Monday, April 25, 2005

This is advice to all teenagers and parents of teenagers, and parents of little ones because one day they too will become teenagers, and maybe you’ll think of this post.

A well-timed and sincere thank-you is one of the most important things you will ever learn to do.

Thank everybody. Thank your teachers. Thank your friends. Thank anyone who ever does anything for you. It will make your life immeasurably easier.

And most important of all, thank your parents. Here’s the thing. We are your parents and we love you. You thought we loved you when you were babies, but heck, back then you were easy to love. You were sweet and adorable. You went to bed at 7:30. What’s not to love? Sure, you had your moments. Like when you peed in the neighbor kid’s sandbox. Or like when in a fit of baby anger you would bite me on the collarbone and bring me to my knees…Talk about your Vulcan Death Grip. But each day ended with a story read in my lap and a sweet kiss goodnight, and then all was right with the world.

But now you’re almost an adult and to tell the truth, lots of times you aggravate the crap out of us. You have these independent notions that usually center on you knowing everything and Dad and I being an idiots. You do block-headed things. And some of these block-headed things land you in trouble. And our day doesn’t end with looking at an adorable, freshly bathed baby lying in a bed. It ends with us saying: Puhleeze go to bed. Take a shower, because you smell funny. And by the way, don’t you miss that bus again in the morning.

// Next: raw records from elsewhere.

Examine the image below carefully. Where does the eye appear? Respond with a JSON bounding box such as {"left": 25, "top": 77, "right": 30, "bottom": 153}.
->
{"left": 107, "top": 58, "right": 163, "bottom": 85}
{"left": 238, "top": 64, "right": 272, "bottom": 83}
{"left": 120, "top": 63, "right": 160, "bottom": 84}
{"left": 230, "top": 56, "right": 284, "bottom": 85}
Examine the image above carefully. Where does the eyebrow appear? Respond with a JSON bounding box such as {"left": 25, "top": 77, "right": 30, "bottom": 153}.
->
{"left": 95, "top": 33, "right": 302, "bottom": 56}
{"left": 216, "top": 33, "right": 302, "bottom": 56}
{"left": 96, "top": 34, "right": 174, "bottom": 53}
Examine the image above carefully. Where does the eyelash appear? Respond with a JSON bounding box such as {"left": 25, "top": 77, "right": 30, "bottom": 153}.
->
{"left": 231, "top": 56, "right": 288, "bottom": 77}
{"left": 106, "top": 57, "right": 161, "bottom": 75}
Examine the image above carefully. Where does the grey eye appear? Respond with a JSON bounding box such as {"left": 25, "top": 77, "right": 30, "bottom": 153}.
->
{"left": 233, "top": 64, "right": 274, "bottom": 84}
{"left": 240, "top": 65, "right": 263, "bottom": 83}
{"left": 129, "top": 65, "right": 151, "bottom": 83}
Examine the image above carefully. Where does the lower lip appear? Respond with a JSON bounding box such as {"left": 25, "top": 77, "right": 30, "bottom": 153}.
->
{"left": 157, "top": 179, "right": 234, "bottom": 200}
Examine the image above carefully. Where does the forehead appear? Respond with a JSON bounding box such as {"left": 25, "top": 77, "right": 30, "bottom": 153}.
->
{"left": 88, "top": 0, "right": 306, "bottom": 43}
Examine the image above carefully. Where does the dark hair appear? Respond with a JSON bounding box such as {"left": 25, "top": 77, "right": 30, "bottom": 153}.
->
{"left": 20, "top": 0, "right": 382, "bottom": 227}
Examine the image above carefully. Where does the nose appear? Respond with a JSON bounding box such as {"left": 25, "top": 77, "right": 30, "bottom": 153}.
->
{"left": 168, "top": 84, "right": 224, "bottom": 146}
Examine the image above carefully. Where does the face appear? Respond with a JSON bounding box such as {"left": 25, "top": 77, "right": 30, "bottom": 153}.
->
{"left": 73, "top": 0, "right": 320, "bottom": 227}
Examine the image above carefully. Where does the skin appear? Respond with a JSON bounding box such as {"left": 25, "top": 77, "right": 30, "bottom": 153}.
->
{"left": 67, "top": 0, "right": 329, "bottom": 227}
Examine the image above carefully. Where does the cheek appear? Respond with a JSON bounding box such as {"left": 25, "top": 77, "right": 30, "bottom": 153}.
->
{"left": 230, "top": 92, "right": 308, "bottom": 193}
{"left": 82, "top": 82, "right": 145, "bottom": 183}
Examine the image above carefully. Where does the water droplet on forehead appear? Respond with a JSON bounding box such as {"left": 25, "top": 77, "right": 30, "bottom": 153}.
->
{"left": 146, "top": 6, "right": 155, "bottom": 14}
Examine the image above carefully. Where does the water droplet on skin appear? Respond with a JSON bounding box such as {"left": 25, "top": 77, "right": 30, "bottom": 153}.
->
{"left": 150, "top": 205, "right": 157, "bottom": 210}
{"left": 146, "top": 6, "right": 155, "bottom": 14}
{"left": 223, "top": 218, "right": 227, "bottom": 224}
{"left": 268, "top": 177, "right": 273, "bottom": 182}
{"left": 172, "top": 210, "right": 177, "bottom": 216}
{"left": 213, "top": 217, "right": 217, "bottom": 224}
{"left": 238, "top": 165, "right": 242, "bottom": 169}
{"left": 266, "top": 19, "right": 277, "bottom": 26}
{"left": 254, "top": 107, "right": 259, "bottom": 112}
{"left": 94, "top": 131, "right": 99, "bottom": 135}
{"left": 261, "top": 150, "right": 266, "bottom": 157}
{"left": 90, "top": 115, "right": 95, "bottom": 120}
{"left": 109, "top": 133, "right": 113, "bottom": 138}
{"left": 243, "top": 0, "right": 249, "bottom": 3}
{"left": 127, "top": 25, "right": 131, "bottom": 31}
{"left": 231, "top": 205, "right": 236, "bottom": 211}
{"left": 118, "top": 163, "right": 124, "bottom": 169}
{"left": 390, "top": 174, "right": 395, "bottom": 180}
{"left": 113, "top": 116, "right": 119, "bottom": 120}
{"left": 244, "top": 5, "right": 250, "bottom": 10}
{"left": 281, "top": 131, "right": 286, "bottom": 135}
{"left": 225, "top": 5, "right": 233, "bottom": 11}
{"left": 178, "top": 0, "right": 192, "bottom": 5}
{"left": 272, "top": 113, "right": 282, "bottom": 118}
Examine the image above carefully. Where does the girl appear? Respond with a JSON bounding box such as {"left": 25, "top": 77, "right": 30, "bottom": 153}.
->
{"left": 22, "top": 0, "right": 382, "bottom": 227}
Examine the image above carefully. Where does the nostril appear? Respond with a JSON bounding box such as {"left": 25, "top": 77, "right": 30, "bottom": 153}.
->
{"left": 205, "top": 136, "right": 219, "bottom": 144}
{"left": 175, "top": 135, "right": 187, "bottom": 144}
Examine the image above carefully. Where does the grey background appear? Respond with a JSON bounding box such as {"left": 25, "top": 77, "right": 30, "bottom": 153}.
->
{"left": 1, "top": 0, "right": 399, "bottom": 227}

So I have to tell you, often times I don’t get that “all is right in the world” feeling.

Except when you say, “Thanks, Mom.”

Like this morning, when you really had me ticked. You had missed the bus for the eleventy-seventh time this year, but when you got out of the car, you peeked back in and said, “Thanks for the ride, Mom.”

And you’re thanking me a lot lately. When you call me for a ride home from practice, and I say I’m on my way, and you end the call with “OK, Thanks Mom.” When you get up from the table after a meal, you say “Thanks Mom, that was great.” So as I drove home this morning after the wild bus chase, I reflected on this and realized how much smoother life has been between us. Here’s the thing: I think that saying a simple Thank You reminds me of that kiss goodnight.

And I’ll tell you something else. If you think we loved you when you were little…well, multiply that times a bazillion now. We really would walk through fire for you. In fact, we know we would because we’ve done it. Your parents love you with a ferocity that you can't even imagine. And e will go to bat for you every time.

So even though sometimes you may think we’re “lame” and “so stupid” even “so immature” (!), we know that you love us, too. Because you say thanks. And you don't have to say it. You choose to say it.

And then all is right with our world.